Domenica 31 maggio si parte alle 18 con “Gnuri” di Marcello Maniscalco con la regia di Michele Perricone. La città di Palermo, nel ricordo dello “Gnuri” al quale lo assessore preposto, in nome di un falso progresso, ha vietato l’uso della carrozzella. Questo “Gnuri” con la mente a pezzi, ritorna attraverso la carrozzella alla Palermo di un tempo, un altro mondo, dove forse “il pane era più amaro ma l’aria più dolce”. Il ricordo galoppa al ritmo del cavallo; solo attraverso tale mezzo di locomozione si possono assaporare, infatti, gli antichi odori, sapori, i mestieri scomparsi, luci e brezze dimenticate, anche senza andare troppo indietro nel tempo.

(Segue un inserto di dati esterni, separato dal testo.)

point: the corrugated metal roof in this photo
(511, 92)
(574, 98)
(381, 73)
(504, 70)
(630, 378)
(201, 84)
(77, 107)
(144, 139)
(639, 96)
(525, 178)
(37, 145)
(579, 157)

Il racconto è un pretesto e la chiave registica troverà, nella rievocazione dello “Gnuri” le indicazioni necessarie, per riportare nell’aria quel profumo smarrito e la semplicità di come si viveva un tempo. Titolo: “Gnuri” Autore: Marcello Maniscalco Genere: prosa Durata: 1 ora e trenta minuti (atto unico) Cast: Michele Perricone; Marco Feo; Federica Greco. Regia: Michele Perricone Ingresso: 10 euro

Alle 21,30 sarà la volta del Gruppo Teatro Totem con “Enza sempre in bianco” di Maria Teresa de Sanctis che racconta la storia di una piccola grande donna come tante perché è sempre dai più deboli che la società continua a esigere coraggio e sacrificio. Enza, una delle tante mogli del Sud (la storia è sempre la stessa per tutti i Sud del mondo) che portavano avanti le famiglie da sole mentre i mariti emigrati lavoravano all’estero tornando a casa una volta all’anno. Il bianco è allora il colore che caratterizza questa figura: lo troviamo sin dal titolo nel gioco di parole che allude a questa esistenza fatta di solitudine, ma è anche bianco quell’abito indossato da Enza nel suo primo incontro coll’amato, ed è anche così, in bianco, che la ricorda il suo Gaspare, l’amato marito lontano.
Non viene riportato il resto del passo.